Level Up Your Kafka Skills in Just 5 Days | Join Season of Streaming
Last year, we introduced the Connect with Confluent partner program, enabling our technology partners to develop native integrations with Confluent Cloud. This gives our customers access to Confluent data streams from within their favorite applications and allows them to extract maximum value from their data. With over 40 partners now in the program, including two Amazon Web Services (AWS) services—Amazon Athena and AWS Lambda—we’re rapidly expanding Confluent’s already vast data streaming ecosystem. Today, we are excited to announce that Amazon EventBridge has joined the Connect with Confluent program, marking it the third AWS service to become part of this collaborative effort.
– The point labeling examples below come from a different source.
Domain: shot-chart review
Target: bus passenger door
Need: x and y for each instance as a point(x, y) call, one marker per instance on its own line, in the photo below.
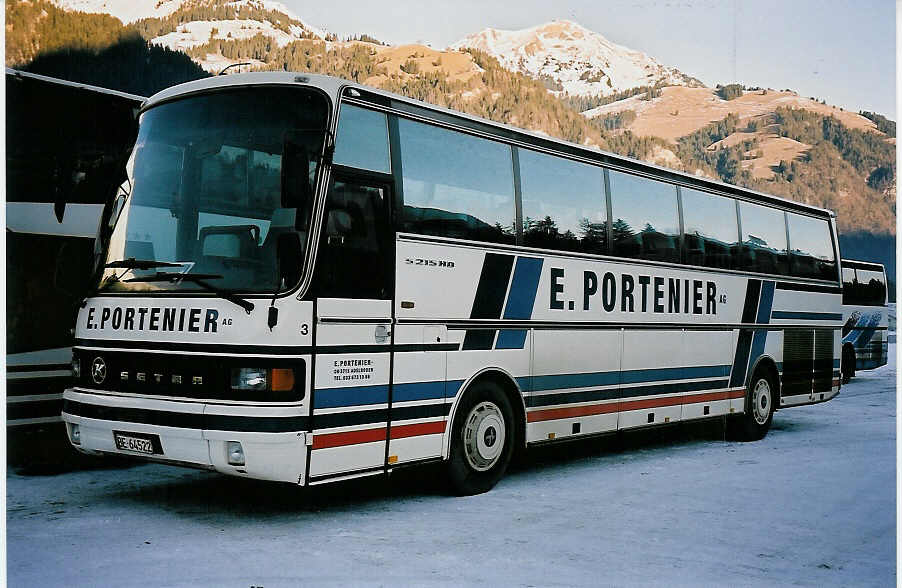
point(352, 287)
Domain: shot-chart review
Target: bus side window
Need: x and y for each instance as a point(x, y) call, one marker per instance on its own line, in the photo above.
point(849, 285)
point(362, 139)
point(456, 185)
point(763, 239)
point(711, 230)
point(563, 203)
point(353, 257)
point(645, 219)
point(871, 288)
point(812, 254)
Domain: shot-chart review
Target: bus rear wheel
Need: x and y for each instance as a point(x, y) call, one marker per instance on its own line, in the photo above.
point(760, 402)
point(848, 364)
point(482, 440)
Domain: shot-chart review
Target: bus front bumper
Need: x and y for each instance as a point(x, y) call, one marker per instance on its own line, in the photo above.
point(172, 432)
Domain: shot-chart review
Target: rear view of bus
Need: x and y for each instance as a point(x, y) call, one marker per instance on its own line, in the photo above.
point(865, 317)
point(309, 280)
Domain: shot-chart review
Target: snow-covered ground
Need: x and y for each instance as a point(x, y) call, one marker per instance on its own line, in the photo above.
point(813, 504)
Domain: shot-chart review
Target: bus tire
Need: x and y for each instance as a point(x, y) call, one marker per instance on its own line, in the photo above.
point(760, 402)
point(482, 441)
point(848, 363)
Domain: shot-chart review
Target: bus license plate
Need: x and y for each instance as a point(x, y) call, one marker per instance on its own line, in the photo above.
point(137, 443)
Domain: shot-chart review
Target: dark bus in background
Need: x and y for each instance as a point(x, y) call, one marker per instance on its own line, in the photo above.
point(66, 147)
point(865, 316)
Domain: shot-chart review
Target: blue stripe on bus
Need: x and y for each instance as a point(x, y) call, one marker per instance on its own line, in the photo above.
point(585, 380)
point(759, 339)
point(425, 390)
point(767, 301)
point(524, 286)
point(623, 393)
point(806, 316)
point(350, 396)
point(378, 394)
point(511, 339)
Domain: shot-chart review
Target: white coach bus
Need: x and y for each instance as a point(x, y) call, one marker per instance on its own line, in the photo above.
point(310, 280)
point(865, 317)
point(66, 144)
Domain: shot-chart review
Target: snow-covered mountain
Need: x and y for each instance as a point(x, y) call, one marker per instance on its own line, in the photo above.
point(201, 21)
point(573, 59)
point(125, 10)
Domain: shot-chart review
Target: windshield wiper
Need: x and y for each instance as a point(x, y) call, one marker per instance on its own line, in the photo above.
point(198, 279)
point(132, 263)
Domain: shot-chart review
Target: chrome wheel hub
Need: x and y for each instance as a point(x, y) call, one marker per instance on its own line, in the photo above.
point(484, 436)
point(761, 401)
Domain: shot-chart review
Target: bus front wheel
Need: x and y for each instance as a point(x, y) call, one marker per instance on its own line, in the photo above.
point(759, 408)
point(482, 440)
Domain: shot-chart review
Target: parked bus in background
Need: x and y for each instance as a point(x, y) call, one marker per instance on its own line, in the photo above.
point(865, 322)
point(310, 280)
point(66, 145)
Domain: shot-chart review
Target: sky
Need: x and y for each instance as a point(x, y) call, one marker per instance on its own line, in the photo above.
point(840, 51)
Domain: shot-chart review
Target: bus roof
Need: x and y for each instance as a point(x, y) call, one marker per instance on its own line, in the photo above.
point(15, 73)
point(334, 86)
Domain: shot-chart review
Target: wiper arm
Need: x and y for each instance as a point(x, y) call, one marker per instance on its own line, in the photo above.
point(198, 279)
point(132, 263)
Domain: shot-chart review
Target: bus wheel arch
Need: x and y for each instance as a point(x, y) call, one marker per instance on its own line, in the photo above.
point(488, 410)
point(761, 401)
point(847, 364)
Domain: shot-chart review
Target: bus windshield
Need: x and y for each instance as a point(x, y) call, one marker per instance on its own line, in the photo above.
point(217, 184)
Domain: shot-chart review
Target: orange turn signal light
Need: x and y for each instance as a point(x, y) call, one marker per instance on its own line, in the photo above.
point(282, 379)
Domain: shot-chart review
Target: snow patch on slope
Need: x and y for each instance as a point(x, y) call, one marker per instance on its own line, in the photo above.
point(198, 32)
point(125, 10)
point(573, 59)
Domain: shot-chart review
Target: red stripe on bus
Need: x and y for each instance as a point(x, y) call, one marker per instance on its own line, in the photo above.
point(712, 396)
point(348, 438)
point(576, 411)
point(402, 431)
point(571, 411)
point(327, 440)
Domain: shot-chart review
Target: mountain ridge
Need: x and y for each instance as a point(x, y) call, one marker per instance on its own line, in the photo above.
point(732, 136)
point(572, 59)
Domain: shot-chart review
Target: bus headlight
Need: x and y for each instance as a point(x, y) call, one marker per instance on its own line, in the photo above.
point(262, 379)
point(75, 434)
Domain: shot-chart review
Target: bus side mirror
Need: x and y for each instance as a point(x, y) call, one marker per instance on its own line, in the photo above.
point(296, 188)
point(288, 255)
point(70, 277)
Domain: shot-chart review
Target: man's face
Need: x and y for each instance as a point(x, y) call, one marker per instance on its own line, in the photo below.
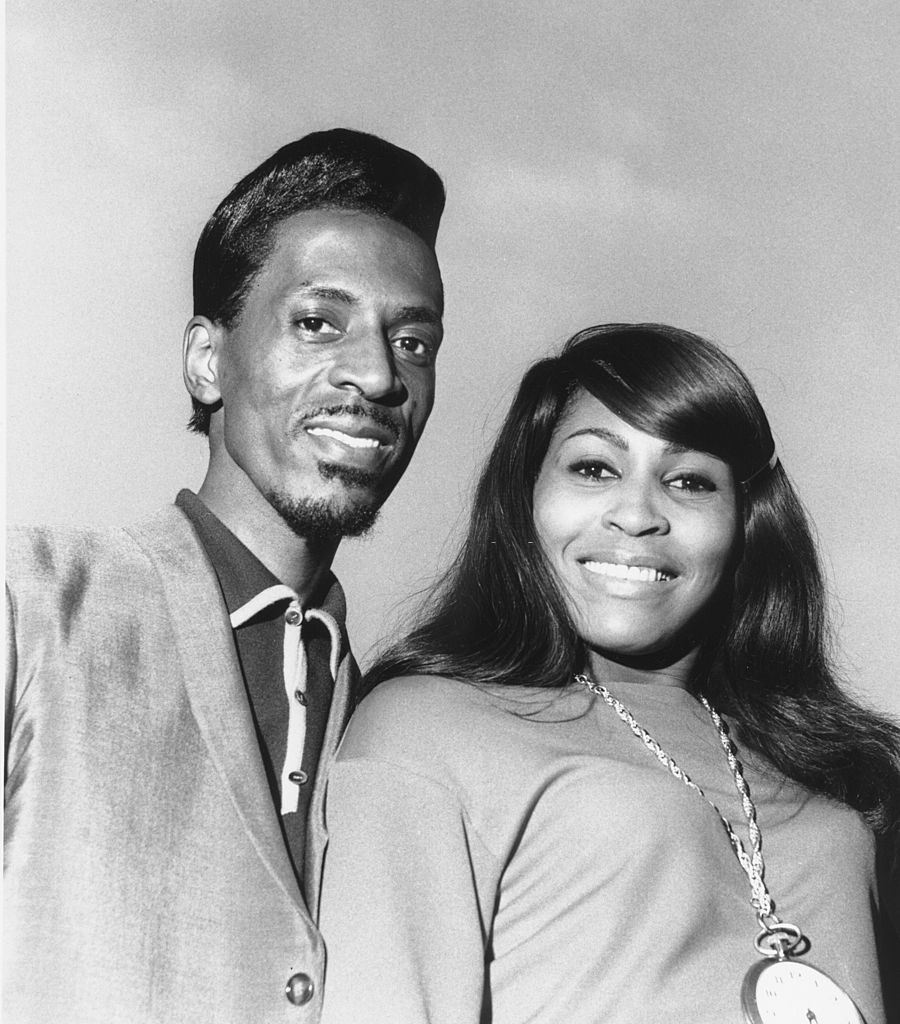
point(327, 377)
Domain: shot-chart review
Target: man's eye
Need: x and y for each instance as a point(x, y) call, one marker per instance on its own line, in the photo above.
point(316, 325)
point(414, 346)
point(692, 483)
point(592, 469)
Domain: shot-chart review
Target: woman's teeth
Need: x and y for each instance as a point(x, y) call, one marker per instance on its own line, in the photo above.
point(640, 573)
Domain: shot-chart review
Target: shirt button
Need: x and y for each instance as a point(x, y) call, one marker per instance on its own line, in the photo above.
point(299, 988)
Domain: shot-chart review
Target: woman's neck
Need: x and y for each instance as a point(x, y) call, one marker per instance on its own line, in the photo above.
point(663, 669)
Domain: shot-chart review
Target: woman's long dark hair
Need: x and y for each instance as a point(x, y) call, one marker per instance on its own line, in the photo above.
point(499, 616)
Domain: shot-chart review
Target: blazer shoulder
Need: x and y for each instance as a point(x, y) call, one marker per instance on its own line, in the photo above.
point(72, 559)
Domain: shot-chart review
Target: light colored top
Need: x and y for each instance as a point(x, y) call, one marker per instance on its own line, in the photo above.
point(520, 856)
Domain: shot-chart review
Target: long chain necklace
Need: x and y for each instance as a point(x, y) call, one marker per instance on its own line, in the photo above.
point(779, 987)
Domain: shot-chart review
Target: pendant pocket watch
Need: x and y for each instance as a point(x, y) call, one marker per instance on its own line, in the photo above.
point(782, 990)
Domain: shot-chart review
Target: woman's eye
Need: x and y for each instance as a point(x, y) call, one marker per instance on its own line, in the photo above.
point(692, 483)
point(591, 469)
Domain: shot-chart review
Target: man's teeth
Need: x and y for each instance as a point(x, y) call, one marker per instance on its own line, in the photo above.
point(640, 573)
point(347, 439)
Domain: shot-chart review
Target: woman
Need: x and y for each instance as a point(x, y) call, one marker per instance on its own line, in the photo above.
point(511, 836)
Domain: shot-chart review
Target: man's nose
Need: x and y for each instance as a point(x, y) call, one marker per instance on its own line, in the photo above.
point(366, 365)
point(635, 509)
EventBridge is a fully managed service that facilitates seamless event routing between AWS and third-party services. More than 1.5 million customers use EventBridge to send over 2.6 trillion messages each month.
Currently, two types of Confluent with EventBridge integrations are available. First, API destinations enable customers to send EventBridge data to Confluent. Second, there's EventBridge Pipes, a fully managed point-to-point integration, and the EventBridge Kafka Connector, both of which sink data from Confluent to events. In this blog post, we will primarily focus on the API destinations integration. Additionally, we will discuss how to set up the integration with EventBridge Pipes and the connector, using Confluent Cloud as a source.
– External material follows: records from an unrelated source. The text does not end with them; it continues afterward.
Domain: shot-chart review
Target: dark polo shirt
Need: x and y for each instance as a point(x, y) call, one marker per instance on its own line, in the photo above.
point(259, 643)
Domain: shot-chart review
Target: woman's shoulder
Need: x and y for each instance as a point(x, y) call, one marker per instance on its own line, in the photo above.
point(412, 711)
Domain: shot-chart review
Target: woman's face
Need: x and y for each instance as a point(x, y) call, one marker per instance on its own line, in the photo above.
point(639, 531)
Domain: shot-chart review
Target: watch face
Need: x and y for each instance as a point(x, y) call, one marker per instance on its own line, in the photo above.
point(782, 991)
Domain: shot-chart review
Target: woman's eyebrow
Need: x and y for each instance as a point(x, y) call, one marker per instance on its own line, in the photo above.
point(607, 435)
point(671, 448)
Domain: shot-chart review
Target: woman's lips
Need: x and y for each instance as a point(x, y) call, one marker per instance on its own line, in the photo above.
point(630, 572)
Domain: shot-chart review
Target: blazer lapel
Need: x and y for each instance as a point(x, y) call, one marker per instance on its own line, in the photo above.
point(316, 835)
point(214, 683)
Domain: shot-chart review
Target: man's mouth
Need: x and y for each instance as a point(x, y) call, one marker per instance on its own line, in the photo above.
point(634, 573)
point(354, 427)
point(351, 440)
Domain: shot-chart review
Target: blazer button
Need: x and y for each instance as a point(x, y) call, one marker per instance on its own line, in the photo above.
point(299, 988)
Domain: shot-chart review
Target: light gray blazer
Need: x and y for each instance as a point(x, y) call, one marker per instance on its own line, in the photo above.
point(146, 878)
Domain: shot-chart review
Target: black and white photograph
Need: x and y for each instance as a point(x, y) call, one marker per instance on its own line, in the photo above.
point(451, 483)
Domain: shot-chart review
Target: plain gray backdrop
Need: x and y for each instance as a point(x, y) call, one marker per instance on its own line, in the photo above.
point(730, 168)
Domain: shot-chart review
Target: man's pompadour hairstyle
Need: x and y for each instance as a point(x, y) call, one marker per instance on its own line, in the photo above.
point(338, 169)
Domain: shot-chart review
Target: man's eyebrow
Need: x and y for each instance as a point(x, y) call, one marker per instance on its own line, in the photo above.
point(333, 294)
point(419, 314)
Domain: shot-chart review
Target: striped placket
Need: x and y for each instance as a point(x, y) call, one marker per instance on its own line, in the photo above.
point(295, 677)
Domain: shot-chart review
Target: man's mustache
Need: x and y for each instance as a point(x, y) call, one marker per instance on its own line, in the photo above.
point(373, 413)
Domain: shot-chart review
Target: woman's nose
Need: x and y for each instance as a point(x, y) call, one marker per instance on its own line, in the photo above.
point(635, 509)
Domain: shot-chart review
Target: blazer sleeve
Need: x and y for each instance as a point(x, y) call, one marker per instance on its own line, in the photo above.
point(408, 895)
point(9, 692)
Confluent and EventBridge are similar but serve different use cases. Confluent Cloud is a complete data streaming platform designed for managing and processing real-time data streams at scale. Confluent provides advanced features like stream processing, schema management, and connectors for integrating with various data sources and sinks, making it a versatile choice for building event-driven architectures in multi-cloud or hybrid environments. It is the ideal choice for high-throughput and low-latency use cases with complex real-time event processing needs. For instance, Confluent offers a p99 end-to-end latency of sub-100 milliseconds for GBps+ or tens of millions of events per second. Moreover, organizations can leverage over 120 pre-built connectors provided by Confluent to seamlessly stream data to and from virtually any data store on AWS.
EventBridge is an event router that connects various AWS and third-party services. It also offers EventBridge Pipes for point-to-point integrations and EventBridge Scheduler, a serverless task scheduler that simplifies creating, executing, and managing millions of schedules across AWS services without the need to provision or manage underlying infrastructure. Over 160 AWS services produce operational and management events routed through EventBridge. Furthermore, EventBridge supports events from over 30 third-party services. Integrating the Confluent data streaming platform with EventBridge allows organizations to unlock value from all of these data sources in real time.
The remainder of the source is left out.